Given the enhanced concerns over security as the league’s dates are clashing with the 2009 Lok Sabha elections, the governing body of the IPL has been forced to reschedule the tournament six times until now and the final go-ahead from the home ministry has not yet come as all the concerned states have not given the green signal.
It happened again on Tuesday. Sources told TOI that just when IPL commissioner Lalit Modi was ready with the schedule and wanted to announce it, a directive from the government stopped him from doing so.
“IPL was told that a couple of changes had to be made,” a source informed. Modi, however, looked unperturbed at the media briefing. In fact, he announced the addition of two more venues and said that he’s waiting for that one final nod from the states to go ahead.

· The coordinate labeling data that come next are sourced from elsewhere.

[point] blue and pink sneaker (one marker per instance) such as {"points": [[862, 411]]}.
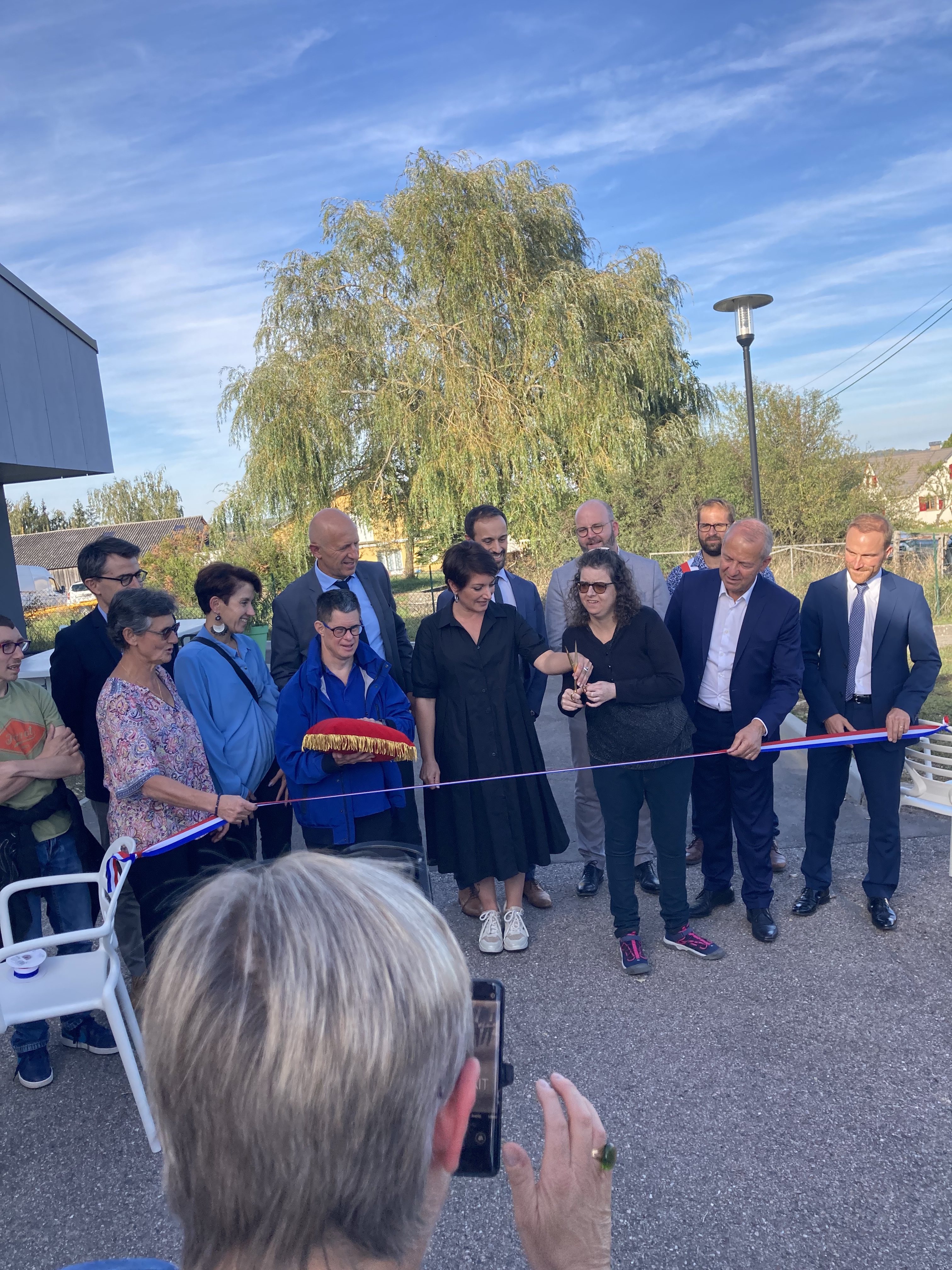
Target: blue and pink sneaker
{"points": [[634, 961], [694, 943]]}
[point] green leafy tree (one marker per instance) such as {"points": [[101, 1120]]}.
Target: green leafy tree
{"points": [[460, 343], [145, 498]]}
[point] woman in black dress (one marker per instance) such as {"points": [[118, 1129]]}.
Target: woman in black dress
{"points": [[634, 712], [473, 721]]}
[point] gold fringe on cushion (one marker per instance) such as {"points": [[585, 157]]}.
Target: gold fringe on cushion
{"points": [[400, 751]]}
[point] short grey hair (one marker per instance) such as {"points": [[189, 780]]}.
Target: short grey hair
{"points": [[749, 529], [304, 1023], [135, 610]]}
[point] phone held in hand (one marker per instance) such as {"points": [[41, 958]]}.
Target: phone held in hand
{"points": [[484, 1136]]}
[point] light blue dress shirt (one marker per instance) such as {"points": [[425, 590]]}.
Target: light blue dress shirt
{"points": [[369, 618]]}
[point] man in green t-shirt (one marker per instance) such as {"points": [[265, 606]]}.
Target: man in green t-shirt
{"points": [[36, 752]]}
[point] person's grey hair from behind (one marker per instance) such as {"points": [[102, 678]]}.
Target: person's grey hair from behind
{"points": [[753, 530], [336, 600], [295, 1070], [135, 610]]}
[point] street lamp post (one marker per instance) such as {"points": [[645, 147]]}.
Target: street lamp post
{"points": [[742, 309]]}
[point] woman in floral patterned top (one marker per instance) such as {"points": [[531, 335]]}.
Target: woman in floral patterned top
{"points": [[155, 766]]}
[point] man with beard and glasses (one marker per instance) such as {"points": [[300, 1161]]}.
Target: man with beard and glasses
{"points": [[714, 519]]}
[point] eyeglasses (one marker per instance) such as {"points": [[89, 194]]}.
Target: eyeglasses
{"points": [[341, 632], [125, 580], [167, 632]]}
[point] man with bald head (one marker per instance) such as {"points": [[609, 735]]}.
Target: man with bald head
{"points": [[596, 526], [334, 543], [738, 637]]}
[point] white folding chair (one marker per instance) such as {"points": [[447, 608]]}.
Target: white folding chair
{"points": [[927, 779], [79, 981]]}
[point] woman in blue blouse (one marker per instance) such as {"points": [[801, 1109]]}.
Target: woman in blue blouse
{"points": [[223, 679]]}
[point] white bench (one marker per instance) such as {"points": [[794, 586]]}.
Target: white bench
{"points": [[927, 779]]}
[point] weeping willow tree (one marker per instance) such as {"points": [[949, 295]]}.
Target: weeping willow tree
{"points": [[460, 345]]}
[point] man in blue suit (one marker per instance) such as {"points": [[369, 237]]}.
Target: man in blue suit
{"points": [[739, 642], [488, 526], [857, 628]]}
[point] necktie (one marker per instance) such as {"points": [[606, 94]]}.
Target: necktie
{"points": [[857, 619], [344, 583]]}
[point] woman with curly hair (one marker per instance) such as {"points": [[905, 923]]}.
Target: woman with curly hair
{"points": [[634, 712]]}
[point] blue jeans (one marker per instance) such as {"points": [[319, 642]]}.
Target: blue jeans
{"points": [[69, 910]]}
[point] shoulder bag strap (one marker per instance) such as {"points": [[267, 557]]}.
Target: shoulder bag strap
{"points": [[233, 663]]}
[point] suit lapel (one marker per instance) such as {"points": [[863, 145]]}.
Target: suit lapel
{"points": [[884, 610]]}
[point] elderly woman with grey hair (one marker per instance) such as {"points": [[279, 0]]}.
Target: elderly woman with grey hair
{"points": [[313, 1096], [155, 766]]}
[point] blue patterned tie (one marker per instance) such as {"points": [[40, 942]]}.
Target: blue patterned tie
{"points": [[857, 619]]}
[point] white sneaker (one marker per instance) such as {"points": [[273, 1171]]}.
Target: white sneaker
{"points": [[517, 936], [490, 931]]}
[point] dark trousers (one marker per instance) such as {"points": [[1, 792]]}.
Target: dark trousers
{"points": [[828, 770], [273, 822], [380, 827], [733, 792], [621, 792], [163, 883]]}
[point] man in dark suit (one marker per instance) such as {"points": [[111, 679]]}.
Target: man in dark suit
{"points": [[83, 660], [488, 526], [857, 628], [334, 541], [739, 642]]}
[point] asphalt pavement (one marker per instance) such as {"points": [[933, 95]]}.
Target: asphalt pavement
{"points": [[789, 1107]]}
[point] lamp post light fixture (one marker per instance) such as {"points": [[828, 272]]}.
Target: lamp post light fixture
{"points": [[742, 309]]}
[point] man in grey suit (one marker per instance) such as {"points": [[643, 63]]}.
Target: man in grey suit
{"points": [[334, 541], [596, 526]]}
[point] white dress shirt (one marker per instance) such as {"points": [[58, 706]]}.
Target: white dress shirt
{"points": [[864, 667], [504, 588]]}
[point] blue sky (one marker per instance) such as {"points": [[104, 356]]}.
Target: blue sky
{"points": [[155, 154]]}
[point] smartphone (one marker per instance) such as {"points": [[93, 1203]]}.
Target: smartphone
{"points": [[484, 1136]]}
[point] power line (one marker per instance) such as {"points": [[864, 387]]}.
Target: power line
{"points": [[875, 341], [928, 318], [947, 308]]}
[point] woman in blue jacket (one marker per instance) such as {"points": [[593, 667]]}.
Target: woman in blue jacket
{"points": [[342, 679], [226, 685]]}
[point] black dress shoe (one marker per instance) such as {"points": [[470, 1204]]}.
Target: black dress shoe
{"points": [[591, 881], [711, 900], [647, 878], [883, 914], [810, 901], [762, 925]]}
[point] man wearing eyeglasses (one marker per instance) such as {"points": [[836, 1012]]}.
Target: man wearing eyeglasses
{"points": [[596, 526], [714, 519], [82, 662]]}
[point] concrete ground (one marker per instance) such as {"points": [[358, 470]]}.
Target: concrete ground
{"points": [[789, 1107]]}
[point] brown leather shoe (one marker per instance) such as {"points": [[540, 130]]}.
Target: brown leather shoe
{"points": [[470, 902], [534, 895]]}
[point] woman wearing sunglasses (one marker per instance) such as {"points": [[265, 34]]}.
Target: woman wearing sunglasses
{"points": [[155, 766], [634, 712]]}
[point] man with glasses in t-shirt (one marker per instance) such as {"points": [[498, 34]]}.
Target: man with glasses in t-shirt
{"points": [[82, 662], [714, 519]]}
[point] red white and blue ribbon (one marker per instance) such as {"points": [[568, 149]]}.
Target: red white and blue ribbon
{"points": [[825, 741]]}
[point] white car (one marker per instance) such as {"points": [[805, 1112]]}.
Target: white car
{"points": [[79, 593]]}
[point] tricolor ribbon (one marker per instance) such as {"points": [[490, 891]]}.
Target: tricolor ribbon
{"points": [[827, 741]]}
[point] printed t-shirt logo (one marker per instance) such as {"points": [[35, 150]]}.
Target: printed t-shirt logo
{"points": [[22, 737]]}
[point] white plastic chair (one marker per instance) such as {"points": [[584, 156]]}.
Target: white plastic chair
{"points": [[79, 981], [927, 779]]}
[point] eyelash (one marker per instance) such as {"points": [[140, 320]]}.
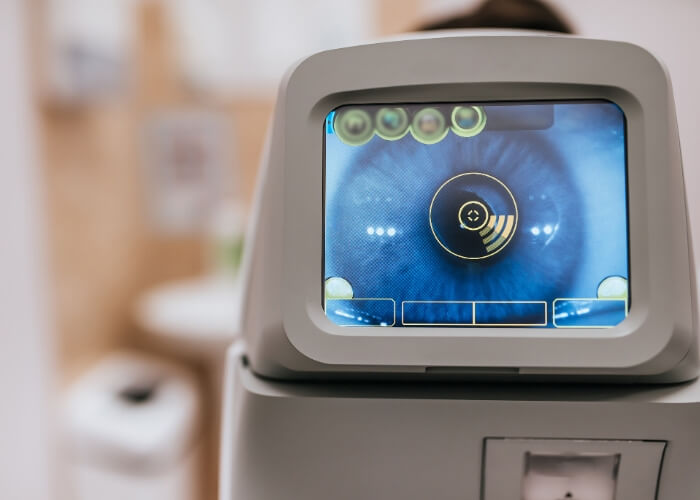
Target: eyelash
{"points": [[391, 184]]}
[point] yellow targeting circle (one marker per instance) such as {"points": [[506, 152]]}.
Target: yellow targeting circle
{"points": [[473, 215]]}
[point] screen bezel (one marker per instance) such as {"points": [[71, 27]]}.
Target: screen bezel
{"points": [[657, 330], [400, 324]]}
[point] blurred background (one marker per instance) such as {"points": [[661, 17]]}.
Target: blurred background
{"points": [[131, 132]]}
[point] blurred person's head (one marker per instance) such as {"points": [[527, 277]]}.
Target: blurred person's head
{"points": [[516, 14]]}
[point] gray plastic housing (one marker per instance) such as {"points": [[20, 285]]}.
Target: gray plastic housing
{"points": [[286, 330]]}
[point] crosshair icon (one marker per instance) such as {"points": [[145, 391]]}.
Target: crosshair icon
{"points": [[473, 215]]}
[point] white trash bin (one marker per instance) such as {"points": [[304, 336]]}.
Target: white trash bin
{"points": [[133, 431]]}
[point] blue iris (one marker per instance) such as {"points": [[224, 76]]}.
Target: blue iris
{"points": [[378, 235]]}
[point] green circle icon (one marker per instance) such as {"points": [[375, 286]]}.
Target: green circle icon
{"points": [[468, 121], [338, 288], [429, 126], [353, 126], [392, 123]]}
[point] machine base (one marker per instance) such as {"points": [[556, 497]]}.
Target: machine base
{"points": [[456, 441]]}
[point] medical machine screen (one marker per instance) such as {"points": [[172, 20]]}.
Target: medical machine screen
{"points": [[506, 214]]}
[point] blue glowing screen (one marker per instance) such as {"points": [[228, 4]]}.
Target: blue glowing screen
{"points": [[476, 214]]}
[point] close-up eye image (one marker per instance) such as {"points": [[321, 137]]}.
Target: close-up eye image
{"points": [[484, 215]]}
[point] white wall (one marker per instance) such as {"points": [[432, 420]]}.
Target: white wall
{"points": [[24, 346], [669, 29]]}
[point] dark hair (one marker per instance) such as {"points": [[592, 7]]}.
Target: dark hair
{"points": [[519, 14]]}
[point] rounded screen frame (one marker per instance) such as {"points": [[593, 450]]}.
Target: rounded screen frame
{"points": [[658, 331]]}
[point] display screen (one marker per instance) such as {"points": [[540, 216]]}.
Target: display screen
{"points": [[476, 215]]}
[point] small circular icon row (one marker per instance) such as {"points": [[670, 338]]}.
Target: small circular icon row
{"points": [[356, 126]]}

On Tuesday, Modi also unveiled the new logo of the tournament in a grand function organised at a five-star hotel. Sources however, informed that the event was initially planned for extensive announcements about the tournament but had to be eventually cut short because of the last-minute government directive.
As of now, the biggest headache is for the International Management Group (IMG), the strategising and managing arm of the IPL. IMG has a tough task at hand – to organise the tournament in such a manner so that it fits in with the government’s perspective and concerns on security and also keeps the franchises and other parties happy.
As for the local and central sponsors, broadcasters, advertisers aren’t concerned as yet. They’re clear about the fact that should the tournament not go ahead, they’ll simply walk out.
And even if the tournament is on, contracts will have to be changed due to changing venues and telecast timings of the matches.
For once, it is the BCCI which is under pressure.